As revealed today on the official Bing blog, Microsoft has now added voice chat to people who use Bing chat on the desktop. The feature was already available for mobile users. Desktop users with a working microphone can start speaking into Bing chat by clicking the microphone icon. Microsoft states:
We currently support English, Japanese, French, German, and Mandarin, with more languages on the way. Try asking Bing Chat, “How much wood could a woodchuck chuck if a woodchuck could chuck wood?” Bing Chat also supports text to speech answers—it will respond to your questions in its own voice. Using voice input, ask Bing Chat, “What’s the toughest tongue twister you know?”
Officially, that"s the only new thing that was mentioned as being added this week to Bing Chat in the latest blog post. However, we did confirm several days ago that Microsoft has begun experimenting with adding Bing Chat support for third party PC browsers such as Google"s Chrome and Apple"s Safari. This support is only being rolled out to a few users at the moment. However, if you use the Vivaldi web browser, you can now access Bing Chat with the newly released 6.1 update.

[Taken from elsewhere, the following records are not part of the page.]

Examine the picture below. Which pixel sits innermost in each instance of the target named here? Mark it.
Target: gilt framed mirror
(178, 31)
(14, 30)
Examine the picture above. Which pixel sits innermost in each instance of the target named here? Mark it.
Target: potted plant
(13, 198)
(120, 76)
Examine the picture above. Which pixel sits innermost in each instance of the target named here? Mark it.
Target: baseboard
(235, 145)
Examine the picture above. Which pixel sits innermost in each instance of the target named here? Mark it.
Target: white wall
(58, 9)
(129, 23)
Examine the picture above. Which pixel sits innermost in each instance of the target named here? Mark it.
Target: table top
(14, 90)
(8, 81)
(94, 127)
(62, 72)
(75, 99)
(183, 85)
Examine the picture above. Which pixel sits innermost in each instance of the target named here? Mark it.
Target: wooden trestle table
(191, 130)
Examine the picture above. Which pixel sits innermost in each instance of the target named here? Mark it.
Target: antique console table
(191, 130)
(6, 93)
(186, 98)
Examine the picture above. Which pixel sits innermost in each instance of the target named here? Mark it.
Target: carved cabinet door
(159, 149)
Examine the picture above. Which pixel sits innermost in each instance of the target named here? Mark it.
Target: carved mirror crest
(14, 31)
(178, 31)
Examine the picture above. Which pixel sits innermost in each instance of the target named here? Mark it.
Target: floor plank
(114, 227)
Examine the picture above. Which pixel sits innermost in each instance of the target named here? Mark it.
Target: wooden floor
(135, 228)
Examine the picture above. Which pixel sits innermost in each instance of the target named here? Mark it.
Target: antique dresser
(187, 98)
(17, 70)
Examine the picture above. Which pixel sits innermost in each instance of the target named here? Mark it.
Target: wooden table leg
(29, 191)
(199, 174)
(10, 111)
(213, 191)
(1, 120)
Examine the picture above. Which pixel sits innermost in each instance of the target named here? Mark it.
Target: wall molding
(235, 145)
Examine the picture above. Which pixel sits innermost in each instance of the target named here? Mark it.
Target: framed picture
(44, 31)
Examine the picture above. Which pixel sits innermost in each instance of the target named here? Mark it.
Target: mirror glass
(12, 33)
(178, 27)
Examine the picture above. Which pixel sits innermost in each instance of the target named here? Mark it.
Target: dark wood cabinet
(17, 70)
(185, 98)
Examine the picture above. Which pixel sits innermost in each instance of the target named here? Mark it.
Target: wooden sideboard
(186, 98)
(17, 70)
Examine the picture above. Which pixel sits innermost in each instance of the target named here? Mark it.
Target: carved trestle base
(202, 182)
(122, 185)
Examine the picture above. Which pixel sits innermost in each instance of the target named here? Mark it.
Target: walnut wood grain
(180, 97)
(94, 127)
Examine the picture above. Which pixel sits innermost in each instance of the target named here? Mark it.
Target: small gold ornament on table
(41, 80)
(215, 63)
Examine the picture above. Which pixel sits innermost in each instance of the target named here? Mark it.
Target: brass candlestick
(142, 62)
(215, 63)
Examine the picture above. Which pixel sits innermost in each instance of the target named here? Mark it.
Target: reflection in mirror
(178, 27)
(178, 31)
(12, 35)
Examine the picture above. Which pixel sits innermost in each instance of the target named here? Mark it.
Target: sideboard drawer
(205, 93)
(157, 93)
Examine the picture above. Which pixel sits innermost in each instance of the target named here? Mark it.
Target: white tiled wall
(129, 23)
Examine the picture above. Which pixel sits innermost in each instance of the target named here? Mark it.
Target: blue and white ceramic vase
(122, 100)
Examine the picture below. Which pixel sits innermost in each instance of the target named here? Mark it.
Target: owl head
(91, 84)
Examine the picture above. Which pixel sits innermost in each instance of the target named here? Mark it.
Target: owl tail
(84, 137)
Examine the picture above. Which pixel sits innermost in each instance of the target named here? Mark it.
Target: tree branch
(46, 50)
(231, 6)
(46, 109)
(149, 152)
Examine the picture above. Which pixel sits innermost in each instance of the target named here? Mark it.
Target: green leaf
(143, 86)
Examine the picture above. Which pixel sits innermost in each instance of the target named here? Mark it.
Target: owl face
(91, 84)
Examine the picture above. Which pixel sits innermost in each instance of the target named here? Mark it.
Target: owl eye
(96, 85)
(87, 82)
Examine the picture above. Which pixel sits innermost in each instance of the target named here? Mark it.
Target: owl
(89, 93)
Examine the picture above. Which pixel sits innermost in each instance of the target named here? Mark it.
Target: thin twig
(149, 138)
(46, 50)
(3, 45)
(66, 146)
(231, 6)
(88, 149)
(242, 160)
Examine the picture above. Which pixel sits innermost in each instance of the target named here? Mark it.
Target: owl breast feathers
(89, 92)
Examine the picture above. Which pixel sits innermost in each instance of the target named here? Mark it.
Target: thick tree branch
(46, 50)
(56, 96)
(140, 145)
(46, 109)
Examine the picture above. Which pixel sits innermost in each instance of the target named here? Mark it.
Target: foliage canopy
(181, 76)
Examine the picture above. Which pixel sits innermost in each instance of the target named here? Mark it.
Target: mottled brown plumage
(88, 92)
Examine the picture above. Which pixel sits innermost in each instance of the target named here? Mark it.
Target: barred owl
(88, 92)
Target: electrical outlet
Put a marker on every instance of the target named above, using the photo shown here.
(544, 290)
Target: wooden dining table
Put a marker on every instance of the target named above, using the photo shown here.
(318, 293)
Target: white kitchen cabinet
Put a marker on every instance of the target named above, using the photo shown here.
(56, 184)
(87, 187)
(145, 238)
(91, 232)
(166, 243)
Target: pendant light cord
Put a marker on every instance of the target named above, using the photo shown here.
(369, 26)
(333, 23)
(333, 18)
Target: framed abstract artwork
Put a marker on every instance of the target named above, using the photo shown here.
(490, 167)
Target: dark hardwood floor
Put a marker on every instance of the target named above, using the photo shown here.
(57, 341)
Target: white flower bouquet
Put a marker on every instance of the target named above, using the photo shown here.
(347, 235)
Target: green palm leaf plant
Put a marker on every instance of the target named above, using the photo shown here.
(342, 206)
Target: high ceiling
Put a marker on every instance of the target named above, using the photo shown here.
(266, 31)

Microsoft also started a new social network marketing campaign this week to help promote better use of Bing Chat to search for answers or to just create a funny story. Unfortunately, it was discovered that Microsoft was using Bing Chat in Edge to create a false AI answer when someone searched for the term "Chrome". Instead, it generated what was basically an ad to use Bing. Microsoft later said it had removed this "feature" from Bing Chat.